In the UK, a Referendum on our membership of the EU will take place by 2017, which if results in a ‘No’ vote, will seriously negatively impact prospective and current European students in UK, the UK Higher Education system and student mobility across Europe.
In the 2015 United Kingdom General Election, the Conservative Party promised in their manifesto to hold a nationwide referendum on the question of the United Kingdom’s membership of the European Union. This was promised under increasingly large pressure from right wing parties (including United Kingdom Independence Party) and reactionary rhetoric from members of the UK press as well as sentiment from a wide range of UK public.
This referendum has been promised before the end of 2017, whilst the UK’s Prime Minister David Cameron has been mandated to ‘renegotiate’ our membership of the European Union and current polling indicates that it will be a closely fought referendum, the result of which could go either way.
NUS UK are particularly concerned about the impact of a ‘No’ vote and the UK leaving the European Union on the students we represent, and the mobility of students within the UK and Europe.
One of the key tenants of the UK Government’s renegotiation is curtailing the free movement of people across Europe into entering the UK. This would potentially negatively impact the thousands of European students who study in the UK every year, either making it far harder for European students to study in the UK or stopping them altogether.

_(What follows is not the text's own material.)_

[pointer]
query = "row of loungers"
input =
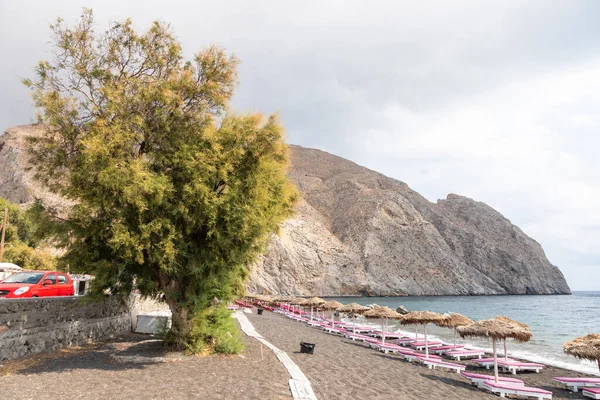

Unfortunately, the national debate is already being framed solely around economic productivity and research capacity with in Higher Education within the UK, as opposed to the affect leaving the EU will have on prospective and current students studying in the UK.
That being said, it would almost certainly make European wide collaboration across educational institutions more difficult and will impact everything from research funding to the social dimension in UK, some of these issues are being discussed and many are not.
NUS UK are proud that the UK are part of the European Union. Leaving would not only have a significant impact on the UK’s education sector, but also negatively impact our cultural diversity, economic prosperity and send an entirely wrong signal that the UK is not an outward looking country which values international co-operation and solidarity at a time when it has never been more important.
NUS UK calls on ESU to publicly support our campaign that the UK remain a member of the European Union.